Have you heard about Laurence Anthony’s AntWordProfiler? I learned about this freeware tool at TESOL 2017. Roger W. Gee from the Holy Family University presented his session Simplifying Texts with AntWordProfiler, and I was fortunate to choose that time to visit the Electronic Village.
Each vocabulary profiler offers something that others don’t. Roger explained that AntWordProfiler is software that you download to your computer (Mac or Windows) with no required installation. Once you have the program, the magic begins. Be sure to have your target file saved as a txt. file because you’ll need to open it in AntWordProfiler. Not only can you color-highlight words according to level lists, but you can then edit and save your text in a simplified version. Editing is made easier with the Thesaurus option (found under Settings): it starts the editing process by underlining words you can replace and suggesting synonyms at different levels.

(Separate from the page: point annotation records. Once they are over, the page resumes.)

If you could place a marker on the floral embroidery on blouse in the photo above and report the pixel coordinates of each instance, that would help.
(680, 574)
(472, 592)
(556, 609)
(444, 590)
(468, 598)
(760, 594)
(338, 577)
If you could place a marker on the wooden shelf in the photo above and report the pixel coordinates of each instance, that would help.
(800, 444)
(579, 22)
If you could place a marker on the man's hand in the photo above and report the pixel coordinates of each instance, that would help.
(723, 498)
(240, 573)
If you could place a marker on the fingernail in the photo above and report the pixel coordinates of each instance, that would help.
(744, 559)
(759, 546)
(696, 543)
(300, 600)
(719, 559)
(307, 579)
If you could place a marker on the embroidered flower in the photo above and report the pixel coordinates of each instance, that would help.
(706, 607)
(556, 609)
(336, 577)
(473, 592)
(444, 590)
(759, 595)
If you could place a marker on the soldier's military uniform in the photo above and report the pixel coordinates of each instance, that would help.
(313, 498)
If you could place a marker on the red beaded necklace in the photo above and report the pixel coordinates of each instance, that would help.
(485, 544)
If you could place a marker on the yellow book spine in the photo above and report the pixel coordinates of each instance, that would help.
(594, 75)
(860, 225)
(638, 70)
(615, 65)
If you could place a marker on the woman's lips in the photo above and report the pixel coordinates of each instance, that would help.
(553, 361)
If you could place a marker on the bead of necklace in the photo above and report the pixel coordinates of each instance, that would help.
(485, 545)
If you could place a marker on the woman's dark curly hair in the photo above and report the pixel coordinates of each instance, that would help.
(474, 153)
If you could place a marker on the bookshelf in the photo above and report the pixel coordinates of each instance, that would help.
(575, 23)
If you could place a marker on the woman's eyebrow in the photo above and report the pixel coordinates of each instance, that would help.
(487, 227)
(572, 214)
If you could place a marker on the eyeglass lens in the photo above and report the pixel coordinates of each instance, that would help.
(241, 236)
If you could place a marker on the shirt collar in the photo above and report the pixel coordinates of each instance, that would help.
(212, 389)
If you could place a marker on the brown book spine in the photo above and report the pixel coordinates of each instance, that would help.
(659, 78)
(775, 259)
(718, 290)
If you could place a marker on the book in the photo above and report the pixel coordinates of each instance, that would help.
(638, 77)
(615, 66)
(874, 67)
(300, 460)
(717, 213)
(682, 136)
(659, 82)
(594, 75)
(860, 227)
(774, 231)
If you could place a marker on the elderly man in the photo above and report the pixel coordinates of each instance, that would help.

In some ways this tool is like Rewordify, but more control is placed in the hands of the teacher. How much do you need to simply a given text and which synonyms do you feel are most appropriate? You get to tap into your knowledge and experience to make those calls.
What I find so interesting about the appearance of more and more vocabulary tools is that both teachers and learners are being empowered. Teachers are gaining greater control over the content thanks to the increasing ability to customize texts. Students are also discovering how to use digital tools so that they can charge of their learning. The important thing to clarify is which user each tool is best suited for. In other words, which tools are better used in the hands of the teachers, like AntWordProfiler? Which tools we can use collaboratively, such as VocabKitchen? And which ones we should teach our students to use in order to become more independent, like Just the Word?
Do you have a favorite vocabulary tool? Which ones do you share with your students?